O que eu quero dizer ao camarada Ramiro Correia é que reconhecer apenas genericamente o erro é muito pouco e pode até ser uma maneira de fugir às responsabilidades concretas do erro, assim como religiosamente bater no peito. Voltarei a este assunto, mas vou terminar com um exemplo.
Exemplo: O célebre comunicado da Quinta Divisão, largamente difundido pelos meios de comunicação social e, naturalmente, dirigido ao País, sobre a não menos célebre "Exposição de Paris", que-foi-hipocritamente-adiada-mas-na- realidade o comunicado foi emitido nos primeiros dias de Junho passado.
Esse comunicado era o que se pode chamar genericamente de desastre crítico sobre um sector cultural – o das artes plásticas –, que muito justamente Mário Dionísio tinha considerado na "história da resistência portuguesa". Mas, pondo de parte as generalidades, esse comunicado continha duas não-verdades gravíssimas.

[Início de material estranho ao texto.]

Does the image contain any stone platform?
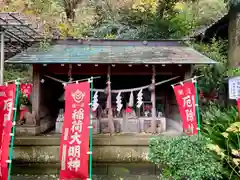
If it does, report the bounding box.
[13,131,180,163]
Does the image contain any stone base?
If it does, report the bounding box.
[15,125,41,136]
[12,161,160,180]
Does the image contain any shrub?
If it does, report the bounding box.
[202,105,240,180]
[149,136,223,180]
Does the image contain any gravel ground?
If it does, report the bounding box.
[11,175,159,180]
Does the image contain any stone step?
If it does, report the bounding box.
[12,162,160,176]
[11,174,159,180]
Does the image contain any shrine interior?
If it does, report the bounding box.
[41,71,182,132]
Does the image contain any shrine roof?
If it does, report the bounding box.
[6,39,216,64]
[0,12,42,59]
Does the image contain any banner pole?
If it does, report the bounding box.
[8,79,20,180]
[89,77,93,180]
[194,79,201,135]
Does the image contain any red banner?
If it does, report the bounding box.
[60,82,90,180]
[237,98,240,113]
[20,84,32,120]
[173,82,198,135]
[20,84,32,100]
[0,84,16,180]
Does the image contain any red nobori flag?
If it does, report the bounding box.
[60,82,90,180]
[237,97,240,113]
[0,84,16,180]
[173,82,198,135]
[20,84,32,100]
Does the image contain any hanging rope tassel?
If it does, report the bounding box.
[128,92,134,107]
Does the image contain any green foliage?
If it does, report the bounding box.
[149,136,224,180]
[201,104,240,180]
[4,64,32,81]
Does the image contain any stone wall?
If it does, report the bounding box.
[13,134,150,163]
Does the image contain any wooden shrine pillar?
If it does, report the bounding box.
[107,65,115,133]
[32,64,42,126]
[150,65,157,133]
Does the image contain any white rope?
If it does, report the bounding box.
[93,76,179,93]
[44,75,67,83]
[45,75,179,93]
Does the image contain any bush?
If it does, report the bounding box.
[201,105,240,180]
[149,136,223,180]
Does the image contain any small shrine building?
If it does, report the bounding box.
[5,39,215,135]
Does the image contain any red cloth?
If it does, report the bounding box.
[126,107,133,113]
[173,82,198,135]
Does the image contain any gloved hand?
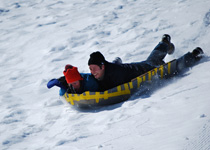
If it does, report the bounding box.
[47,79,67,89]
[47,79,59,89]
[59,88,66,96]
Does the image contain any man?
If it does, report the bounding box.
[88,34,203,91]
[47,65,98,96]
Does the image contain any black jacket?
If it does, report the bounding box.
[99,61,154,91]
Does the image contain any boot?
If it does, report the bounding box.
[162,34,175,55]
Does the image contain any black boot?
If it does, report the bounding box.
[162,34,175,55]
[192,47,204,58]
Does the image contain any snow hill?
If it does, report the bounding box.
[0,0,210,150]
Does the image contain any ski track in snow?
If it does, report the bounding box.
[0,0,210,150]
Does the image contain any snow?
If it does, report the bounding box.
[0,0,210,150]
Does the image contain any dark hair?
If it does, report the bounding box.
[88,51,106,66]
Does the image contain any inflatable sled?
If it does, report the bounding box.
[63,60,176,108]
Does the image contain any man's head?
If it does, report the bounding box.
[63,65,83,92]
[88,51,106,80]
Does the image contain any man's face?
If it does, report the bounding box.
[89,65,105,80]
[68,80,80,92]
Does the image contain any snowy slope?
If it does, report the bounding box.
[0,0,210,150]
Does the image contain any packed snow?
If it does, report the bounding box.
[0,0,210,150]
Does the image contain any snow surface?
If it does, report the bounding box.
[0,0,210,150]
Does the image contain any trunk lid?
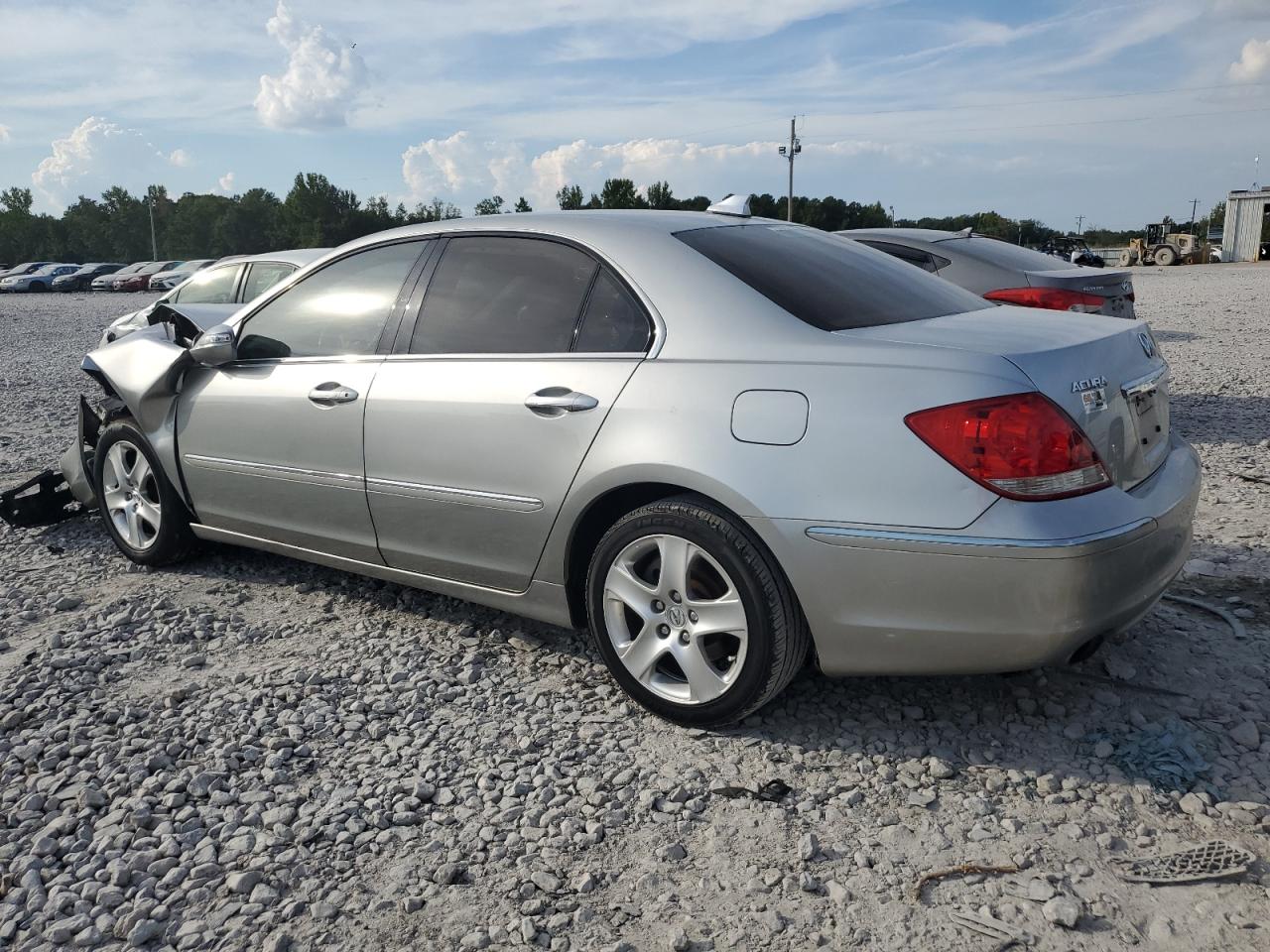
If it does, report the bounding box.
[838,305,1169,489]
[1024,268,1134,317]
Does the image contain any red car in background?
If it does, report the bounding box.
[110,262,185,291]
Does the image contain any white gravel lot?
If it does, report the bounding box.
[0,266,1270,952]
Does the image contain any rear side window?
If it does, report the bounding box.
[856,239,952,274]
[572,271,650,354]
[237,241,423,361]
[172,264,242,304]
[242,262,296,300]
[936,235,1079,272]
[676,223,993,331]
[410,236,598,354]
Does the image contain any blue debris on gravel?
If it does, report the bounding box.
[1085,717,1209,792]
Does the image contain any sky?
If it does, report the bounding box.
[0,0,1270,228]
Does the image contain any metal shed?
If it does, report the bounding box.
[1221,187,1270,262]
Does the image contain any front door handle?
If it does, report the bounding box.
[309,381,357,407]
[525,387,599,416]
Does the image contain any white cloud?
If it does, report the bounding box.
[1229,40,1270,82]
[255,0,367,128]
[31,115,171,208]
[401,132,940,208]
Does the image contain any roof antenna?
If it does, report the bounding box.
[706,191,749,218]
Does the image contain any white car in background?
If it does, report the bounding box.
[150,258,218,291]
[0,264,78,291]
[101,248,330,346]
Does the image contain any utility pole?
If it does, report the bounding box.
[146,185,159,262]
[777,117,803,221]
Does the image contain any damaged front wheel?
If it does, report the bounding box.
[94,418,194,565]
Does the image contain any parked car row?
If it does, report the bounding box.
[0,258,225,292]
[35,207,1201,725]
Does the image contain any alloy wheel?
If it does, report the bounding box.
[604,535,748,704]
[101,439,163,551]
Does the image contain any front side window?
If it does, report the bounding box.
[172,264,242,304]
[572,271,649,354]
[242,262,296,300]
[410,236,597,354]
[237,241,423,361]
[675,223,993,331]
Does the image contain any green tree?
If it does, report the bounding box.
[557,185,584,212]
[281,173,358,248]
[648,181,680,209]
[599,178,648,208]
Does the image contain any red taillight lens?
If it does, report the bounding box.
[984,289,1105,313]
[904,393,1111,500]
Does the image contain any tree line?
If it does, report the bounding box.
[0,173,1225,264]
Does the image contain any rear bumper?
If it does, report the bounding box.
[750,438,1201,674]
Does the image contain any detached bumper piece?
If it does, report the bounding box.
[0,470,83,528]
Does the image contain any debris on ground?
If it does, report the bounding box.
[710,779,791,803]
[1084,716,1209,789]
[913,863,1019,902]
[1111,840,1257,886]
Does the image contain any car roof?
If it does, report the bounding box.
[834,228,969,241]
[340,208,741,259]
[209,247,329,268]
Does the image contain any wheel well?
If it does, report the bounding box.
[564,482,718,629]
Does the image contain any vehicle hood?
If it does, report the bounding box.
[838,305,1169,489]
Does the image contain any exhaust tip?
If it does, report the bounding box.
[1067,635,1106,663]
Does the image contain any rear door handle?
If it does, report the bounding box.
[309,381,357,407]
[525,387,599,416]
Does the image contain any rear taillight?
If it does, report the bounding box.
[984,289,1105,313]
[904,391,1111,500]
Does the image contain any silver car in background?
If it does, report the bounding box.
[64,212,1199,725]
[835,228,1134,317]
[101,248,330,345]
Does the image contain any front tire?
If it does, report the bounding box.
[92,418,194,566]
[586,496,811,727]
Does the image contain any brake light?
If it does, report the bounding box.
[904,391,1111,500]
[984,289,1105,313]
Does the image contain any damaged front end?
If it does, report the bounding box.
[0,304,221,528]
[0,396,109,528]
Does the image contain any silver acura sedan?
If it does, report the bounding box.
[64,212,1199,725]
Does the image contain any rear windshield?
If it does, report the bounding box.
[931,235,1077,272]
[675,222,992,330]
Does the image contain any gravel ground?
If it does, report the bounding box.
[0,266,1270,952]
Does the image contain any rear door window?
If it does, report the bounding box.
[675,222,993,331]
[572,271,652,354]
[410,235,598,354]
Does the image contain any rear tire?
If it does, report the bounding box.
[586,496,811,727]
[92,417,195,566]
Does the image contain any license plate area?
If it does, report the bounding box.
[1123,368,1169,459]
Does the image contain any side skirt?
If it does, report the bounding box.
[190,523,574,630]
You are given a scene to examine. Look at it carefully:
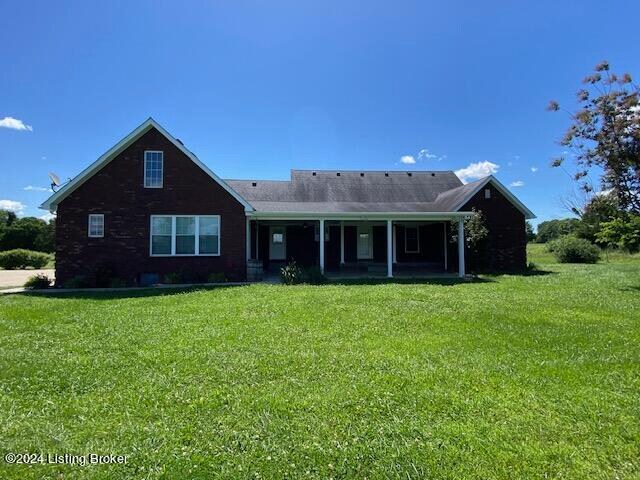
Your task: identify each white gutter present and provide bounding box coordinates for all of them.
[246,211,473,220]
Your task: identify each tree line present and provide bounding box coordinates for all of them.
[0,210,56,253]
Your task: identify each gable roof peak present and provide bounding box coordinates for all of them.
[40,117,253,212]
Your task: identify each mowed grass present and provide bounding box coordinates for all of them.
[0,246,640,479]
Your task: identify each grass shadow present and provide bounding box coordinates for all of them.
[13,284,246,300]
[327,277,495,287]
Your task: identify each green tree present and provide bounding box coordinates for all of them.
[536,218,580,243]
[596,213,640,253]
[548,61,640,214]
[575,193,620,243]
[0,217,55,252]
[524,220,536,243]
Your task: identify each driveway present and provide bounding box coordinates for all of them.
[0,268,56,289]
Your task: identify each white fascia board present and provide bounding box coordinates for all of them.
[454,175,536,219]
[39,117,253,213]
[247,211,473,221]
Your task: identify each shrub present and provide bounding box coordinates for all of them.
[596,214,640,253]
[0,248,50,270]
[280,260,304,285]
[207,272,227,283]
[62,275,91,288]
[109,277,127,288]
[547,235,600,263]
[164,273,184,285]
[24,273,51,290]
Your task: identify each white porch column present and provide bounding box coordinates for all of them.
[256,220,260,260]
[387,220,395,278]
[320,220,324,273]
[458,217,464,278]
[392,225,398,263]
[340,220,344,265]
[442,222,449,272]
[246,217,251,262]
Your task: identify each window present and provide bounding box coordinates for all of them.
[313,225,331,242]
[176,217,196,255]
[357,225,373,260]
[151,217,173,255]
[144,150,164,188]
[198,217,220,255]
[404,227,420,253]
[150,215,220,256]
[89,213,104,238]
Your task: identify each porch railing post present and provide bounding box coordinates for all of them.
[320,219,324,273]
[392,224,398,263]
[442,222,449,272]
[340,220,344,265]
[387,220,394,278]
[246,217,251,262]
[458,217,464,278]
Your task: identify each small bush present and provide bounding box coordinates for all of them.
[24,273,51,290]
[109,277,127,288]
[207,272,227,283]
[304,266,327,285]
[164,273,184,285]
[280,260,304,285]
[0,248,50,270]
[547,235,600,263]
[62,275,91,288]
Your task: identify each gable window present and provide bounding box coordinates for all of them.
[89,213,104,238]
[144,150,164,188]
[149,215,220,256]
[404,227,420,253]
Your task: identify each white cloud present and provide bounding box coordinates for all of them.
[23,185,51,192]
[418,148,447,162]
[0,200,27,213]
[0,117,33,132]
[455,160,500,183]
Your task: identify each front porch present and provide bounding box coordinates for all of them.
[246,212,468,279]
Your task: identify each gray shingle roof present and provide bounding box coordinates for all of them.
[225,170,463,213]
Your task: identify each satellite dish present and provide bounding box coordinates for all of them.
[49,172,62,190]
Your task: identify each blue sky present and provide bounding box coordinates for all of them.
[0,0,640,227]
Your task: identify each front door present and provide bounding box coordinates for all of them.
[358,225,373,260]
[269,227,286,260]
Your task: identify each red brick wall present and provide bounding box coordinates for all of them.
[56,129,246,285]
[462,185,527,271]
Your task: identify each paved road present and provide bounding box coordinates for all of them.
[0,269,55,288]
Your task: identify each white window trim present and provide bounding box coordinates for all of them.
[87,213,104,238]
[404,225,420,253]
[142,150,164,188]
[149,214,222,257]
[356,224,373,260]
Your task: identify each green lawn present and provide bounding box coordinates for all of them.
[0,245,640,479]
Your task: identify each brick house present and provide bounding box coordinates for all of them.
[41,118,533,286]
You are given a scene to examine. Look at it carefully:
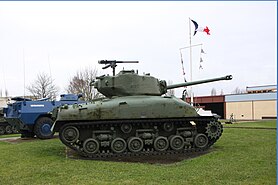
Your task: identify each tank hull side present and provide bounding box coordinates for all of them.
[56,96,198,122]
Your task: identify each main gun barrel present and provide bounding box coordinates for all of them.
[98,60,138,64]
[167,75,233,89]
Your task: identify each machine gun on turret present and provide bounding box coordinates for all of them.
[98,60,139,76]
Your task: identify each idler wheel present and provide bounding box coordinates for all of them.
[127,137,144,152]
[206,121,223,139]
[111,137,127,153]
[121,123,132,134]
[83,138,99,154]
[153,136,169,152]
[5,125,13,134]
[163,123,174,132]
[169,135,184,150]
[60,126,79,143]
[194,134,208,148]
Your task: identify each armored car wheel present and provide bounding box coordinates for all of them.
[34,117,54,139]
[59,126,79,143]
[194,134,208,148]
[5,125,13,134]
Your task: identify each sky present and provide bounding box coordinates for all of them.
[0,1,277,97]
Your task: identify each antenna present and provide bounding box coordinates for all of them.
[22,48,25,99]
[98,60,139,76]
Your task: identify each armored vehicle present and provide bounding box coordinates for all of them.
[52,60,232,158]
[4,94,84,139]
[0,107,18,135]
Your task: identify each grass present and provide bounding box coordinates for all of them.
[0,134,20,138]
[0,121,276,185]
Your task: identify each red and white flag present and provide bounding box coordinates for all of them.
[191,20,210,36]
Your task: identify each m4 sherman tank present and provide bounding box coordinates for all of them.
[52,60,232,158]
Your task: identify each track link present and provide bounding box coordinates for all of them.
[59,117,223,159]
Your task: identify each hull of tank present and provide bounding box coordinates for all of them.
[53,96,199,122]
[53,96,223,158]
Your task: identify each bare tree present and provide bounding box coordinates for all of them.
[166,80,175,96]
[67,67,101,101]
[26,73,59,99]
[210,88,216,96]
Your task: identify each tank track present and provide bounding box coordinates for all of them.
[59,117,223,159]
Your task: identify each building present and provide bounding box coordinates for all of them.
[186,85,277,120]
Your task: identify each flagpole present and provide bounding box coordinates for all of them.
[189,17,193,105]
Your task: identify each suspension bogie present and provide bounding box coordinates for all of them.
[60,120,223,157]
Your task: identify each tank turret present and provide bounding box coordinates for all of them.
[93,60,232,97]
[52,60,232,158]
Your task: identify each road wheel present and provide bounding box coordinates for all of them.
[127,137,144,153]
[34,117,54,139]
[153,136,169,152]
[83,138,99,154]
[59,126,79,143]
[194,134,208,148]
[169,135,184,150]
[111,138,126,153]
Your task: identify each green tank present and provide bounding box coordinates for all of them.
[52,60,232,158]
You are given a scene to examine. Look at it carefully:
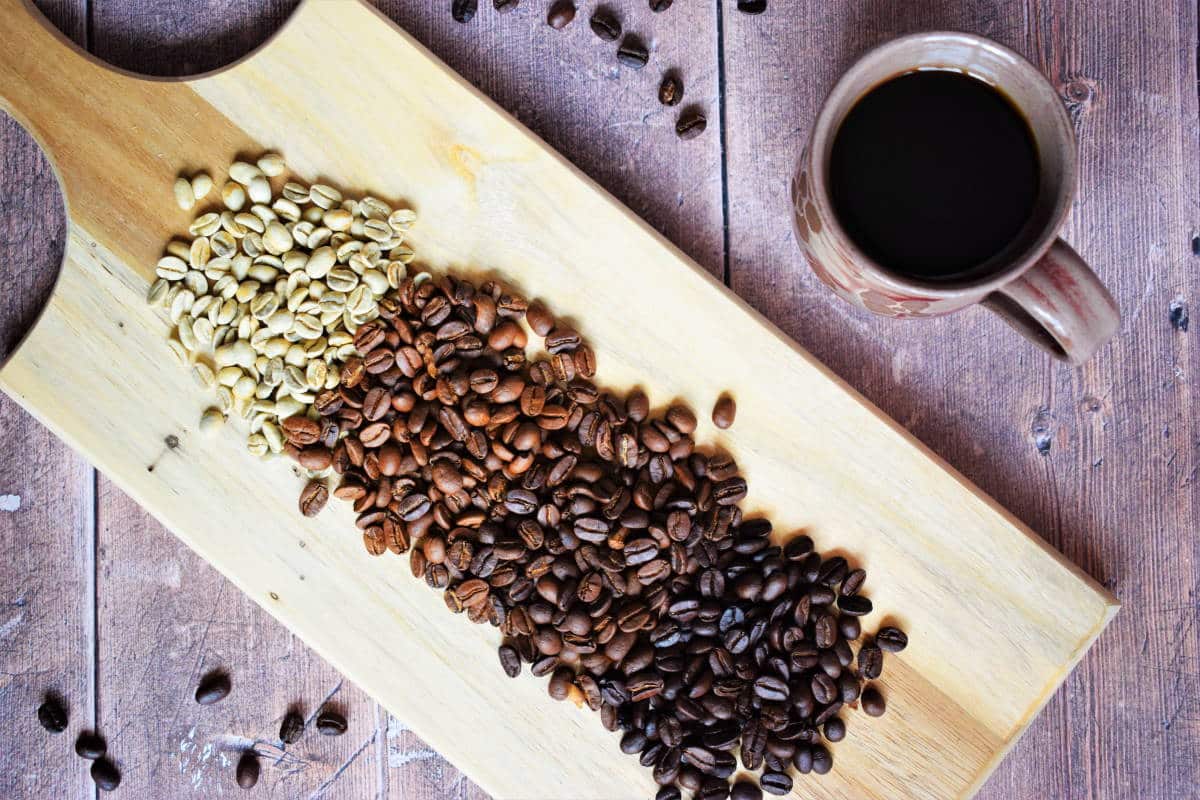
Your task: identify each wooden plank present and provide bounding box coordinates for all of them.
[0,6,95,800]
[724,0,1200,800]
[0,0,1114,798]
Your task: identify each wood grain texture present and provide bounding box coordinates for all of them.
[724,0,1200,800]
[0,2,1114,798]
[0,2,95,800]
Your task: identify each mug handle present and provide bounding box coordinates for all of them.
[983,239,1121,366]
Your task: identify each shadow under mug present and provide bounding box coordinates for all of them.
[791,31,1120,365]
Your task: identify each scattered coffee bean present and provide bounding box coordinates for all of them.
[546,0,575,30]
[280,709,305,745]
[37,694,67,733]
[659,73,683,106]
[588,8,620,41]
[859,686,888,717]
[238,750,259,789]
[450,0,479,23]
[875,626,908,652]
[76,730,108,760]
[713,395,738,431]
[317,711,346,736]
[617,34,650,70]
[196,670,232,705]
[91,758,121,792]
[676,109,708,142]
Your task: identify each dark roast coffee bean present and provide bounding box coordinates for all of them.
[91,758,121,792]
[614,34,650,69]
[676,109,705,140]
[858,643,883,680]
[546,0,575,30]
[238,750,259,789]
[196,672,232,705]
[37,696,67,733]
[76,730,108,760]
[317,711,347,736]
[875,626,908,652]
[859,686,888,717]
[450,0,479,23]
[758,772,792,796]
[280,709,305,745]
[730,781,762,800]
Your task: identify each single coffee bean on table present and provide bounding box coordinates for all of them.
[617,34,650,70]
[37,694,67,733]
[91,758,121,792]
[235,750,260,789]
[546,0,575,30]
[196,670,233,705]
[317,711,347,736]
[76,730,108,760]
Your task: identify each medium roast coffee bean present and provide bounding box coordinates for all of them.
[37,694,67,733]
[875,626,908,652]
[859,686,888,717]
[619,34,650,69]
[196,670,233,705]
[280,709,305,745]
[236,750,259,789]
[76,730,108,760]
[317,711,347,736]
[546,0,575,30]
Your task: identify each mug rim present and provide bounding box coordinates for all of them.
[808,30,1079,297]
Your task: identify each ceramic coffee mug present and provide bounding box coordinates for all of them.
[792,32,1120,363]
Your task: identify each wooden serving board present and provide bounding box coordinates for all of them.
[0,0,1117,800]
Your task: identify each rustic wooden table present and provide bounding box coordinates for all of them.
[0,0,1200,800]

Resumidamente:
a) Afirmava que os trabalhadores da Gulbenkian se tinham oposto à referida exposição. É rematadamente falso. E aqui faço emenda a uma afirmação minha anterior. Eu tinha escrito, por errada informação, “que o assunto nem tinha sido discutido na respectiva Comissão de trabalhadores”. Ora, não foi bem isso que se passou, e o que se passou é bem mais grave: o assunto foi de facto discutido na Comissão Executiva dos Trabalhadores da Gulbenkian; a Comissão "decidiu" que não era da sua competência tomar qualquer posição no assunto. Estou autorizado a afirmá-lo. Tão fácil imaginar que depois disso alguém, servindo-se miseravelmente ou levianamente dos trabalhadores, levou a Quinta Divisão a afirmar o contrário do que fora decidido. Neste processo, o desrespeito pelos trabalhadores é objectivamente total.
b) o comunicado atribui responsabilidades no processo aos pintores que tinham sido convidados a mandar obras suas a Paris. Ora, os trabalhadores-pintores apenas tinham aceitado um convite "oficial".
Neste caso, a Quinta Divisão disse também uma não-verdade, e assim ofendeu os trabalhadores-pintores.
Estes são os dois casos que me parecem mais graves naquele desgraçado comunicado. Ambos ofendem os trabalhadores como trabalhadores, como homens e como homens responsáveis. Ora, não me consta que até agora a "Quinta" tenha dado o dito por não dito, tenha reconhecido concretamente estes erros. E mais: tenha publicamente "pedido desculpas aos ofendidos" – através dos mesmos meios através dos quais larga e oficialmente difundiu o seu comunicado. E esta reparação os trabalhadores exigem-na, em nome de tudo. Menos da tal pretensa "humildade revolucionária". (Quem é que se atreve a falar em nome da Revolução, seja ela cultural, se não respeita o trabalho dos outros? O respeito, sim; a humildade, não.)
Camarada Ramiro, creio que ninguém duvidará da bondade das tuas intensões. Mas nós (vá lá, os trabalhadores), até porque te consideramos e estimamos, exigimos-te mais, mais e mais.
P.S. Leio que "nem tudo o que sai da Quinta Divisão é propriamente da Quinta Divisão...” Camarada Ramiro, aí, ou a gente se zanga ou te pedimos simplesmente para mudar de redactor, depois de lhe teres explicado o a-bê-cê da responsabilidade. Isso é anonimato total, a irresponsabilidade pura. Isso não.